If you saw someone dying before your eyes, wouldn’t you do everything possible to save them? Is there ever a case when saving someone (or something) is the wrong choice? In a recent article on Art Watch UK titled “What Price a Smile? The Louvre Leonardo Mouths that are Now at Risk,” Michael Daley raises the issues surrounding what he calls “a wid[ening] international art conservation faultline” between conservative conservators who refuse to risk doing harm to great works of the past through cleanings and restorations and more aggressive conservators who feel that the benefits of modern conservation outweigh the (to them, minimal) risks. What raises Daley’s hackles the most is the shift from conservative conservation to almost radical change at the Louvre, the granddaddy of all art museums and past champion of the “do no harm” school. Not only has the philosophy changed at the Louvre, but, as Daley notes, some paintings by Leonardo da Vinci have already been changed with no debate on the issue. The Mona Lisa’s smile (cracking and faded, but still there, above) hasn’t undergone cosmetic surgery yet, but it seems the next step. Knowing the risks, should the Mona Lisa’s smile be saved?
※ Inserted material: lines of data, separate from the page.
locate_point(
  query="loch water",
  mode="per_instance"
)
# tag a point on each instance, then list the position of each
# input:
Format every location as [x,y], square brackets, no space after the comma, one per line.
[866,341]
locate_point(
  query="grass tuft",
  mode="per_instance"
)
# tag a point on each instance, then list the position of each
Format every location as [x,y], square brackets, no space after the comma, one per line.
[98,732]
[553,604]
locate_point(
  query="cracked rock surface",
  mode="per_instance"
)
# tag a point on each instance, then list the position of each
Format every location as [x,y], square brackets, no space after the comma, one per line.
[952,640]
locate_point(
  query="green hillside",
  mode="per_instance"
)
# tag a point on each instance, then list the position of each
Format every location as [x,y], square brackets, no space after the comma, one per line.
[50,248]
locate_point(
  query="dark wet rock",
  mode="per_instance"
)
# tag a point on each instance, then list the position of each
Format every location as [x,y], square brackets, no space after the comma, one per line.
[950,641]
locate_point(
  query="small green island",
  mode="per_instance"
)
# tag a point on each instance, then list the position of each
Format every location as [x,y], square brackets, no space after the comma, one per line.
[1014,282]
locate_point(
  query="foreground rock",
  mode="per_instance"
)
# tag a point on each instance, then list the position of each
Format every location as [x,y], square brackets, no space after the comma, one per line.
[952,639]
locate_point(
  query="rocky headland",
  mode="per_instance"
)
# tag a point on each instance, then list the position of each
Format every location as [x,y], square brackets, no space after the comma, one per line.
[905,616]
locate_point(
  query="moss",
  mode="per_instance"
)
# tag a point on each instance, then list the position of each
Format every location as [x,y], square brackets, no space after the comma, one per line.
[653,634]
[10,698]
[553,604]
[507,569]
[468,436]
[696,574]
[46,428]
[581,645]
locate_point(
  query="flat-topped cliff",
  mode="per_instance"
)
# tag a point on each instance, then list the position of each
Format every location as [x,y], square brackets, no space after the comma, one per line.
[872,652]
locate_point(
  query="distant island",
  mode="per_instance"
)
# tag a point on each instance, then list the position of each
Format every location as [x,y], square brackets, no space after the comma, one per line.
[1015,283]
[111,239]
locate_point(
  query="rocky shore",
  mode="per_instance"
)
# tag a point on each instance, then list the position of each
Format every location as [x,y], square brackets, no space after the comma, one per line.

How is it possible that the status of paintings hundreds of years old is suddenly changing before our eyes? How can works deemed too fragile for alteration can be touched now? Daley points to the resignations from the Louvre’s own international advisory committee of Sègoléne Bergeon Langle, former director of conservation at the Louvre and France’s national museums, and Jean-Pierre Cuzin, former director of paintings at the Louvre. Those two key figures quit essentially over what they saw as the overcleaning of the Louvre’s Virgin and Child with St. Anne. “Restorations never take place in antiseptic clinical spaces,” Daley explains. “They always reflect philosophies, interests and professional inclinations or disinclinations towards radical interventions. Conflicts in this arena are far from trivial and it is desirable that they should not take place in the dark.” Apparently factions within the Louvre decided to “fix” the da Vinci without fully consulting with the factions that disagreed with them. (Daley’s article illustrates the changes.) That secrecy seems to stretch to the public, as Daley notes that “[n]ews of the Louvre resignations comes just seven months after the shocking disclosure of its cosmetic facial exercises and at the point where the cleaning of the ‘St. Anne’ is completed and the perilous stage of retouching begins.” The schism between those in-house groups at the Louvre (and the art world in general) may be as irreversible as the actions taken on Leonardo’s depictions of the Virgin Mary and St. Anne.